CFPB Announces Stepped Up Enforcement

The Consumer Financial Protection Bureau (CFPB) released a joint statement with other government agencies to mortgage servicers announcing a return to enforcement of protections for families and homeowners.

The statement cited an April 2020 decision not to take “supervisory or enforcement action” regarding the timing requirements of the Regulation X mortgage servicing rules during the pandemic. The decision would last indefinitely “as long as the servicers made good faith efforts to provide those required notices or disclosures and took the related actions within a reasonable period of time. “

Wednesday’s statement from the CFPB walked back that flexibility, saying mortgage servicers have had plenty of time to adapt their operations to the ongoing challenges of Covid-19. The agencies will return to regular enforcement, though the statement did note that pandemic-related challenges will be considered “when appropriate” in deciding agency action.

“Failures by mortgage servicers and regulators worsened the impact of the economic crisis a decade ago,” said CFPB Director Rohit Chopra. “Regulators have learned their lesson, and we will be scrutinizing servicers to ensure they are doing all they can to help homeowners and follow the law.”

The increased enforcement is meant to protect families from foreclosure as a result of Covid-19. The Regulation X mortgage servicing rules were created after the Great Recession to prevent future foreclosure crises and give families the chance to find alternatives to foreclosure before losing their homes.

Under these rules, mortgage servicers must provide delinquent borrowers with continued servicer contact and evaluate borrowers’ applications for available loss mitigation options.

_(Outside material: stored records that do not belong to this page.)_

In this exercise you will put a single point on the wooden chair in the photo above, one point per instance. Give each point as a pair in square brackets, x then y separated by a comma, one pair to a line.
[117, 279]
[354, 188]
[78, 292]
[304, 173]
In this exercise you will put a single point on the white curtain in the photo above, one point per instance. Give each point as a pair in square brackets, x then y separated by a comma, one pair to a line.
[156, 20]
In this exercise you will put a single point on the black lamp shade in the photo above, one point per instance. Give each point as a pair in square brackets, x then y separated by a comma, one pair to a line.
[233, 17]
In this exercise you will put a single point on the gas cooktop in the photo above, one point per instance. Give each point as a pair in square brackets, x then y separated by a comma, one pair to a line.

Chopra has zeroed in on foreclosures since he was appointed CFPB Director. In testimony to the House Financial Services Committee, he said he plans to encourage more competition in the mortgage refinance market for families with lower balance mortgages and implement policies to reduce avoidable foreclosures.

Forbearance exits jumped in October, and the number of borrowers in forbearance plans dropped to 1 million last week. But some of those borrowers exited via the expiration of their forbearance programs and have not financially recovered from the pandemic.

“More borrowers who exited forbearance the last week of October went into modifications, a sign that they have not yet regained their pre-pandemic level of income,” said Mike Fratantoni, MBA’s Senior Vice President and Chief Economist. 

More than 500,000 homeowners are currently engaged in active loss mitigation after exiting their forbearance plans, a 37% increase month-over-month, according to Black Knight’s latest Mortgage Monitor Report.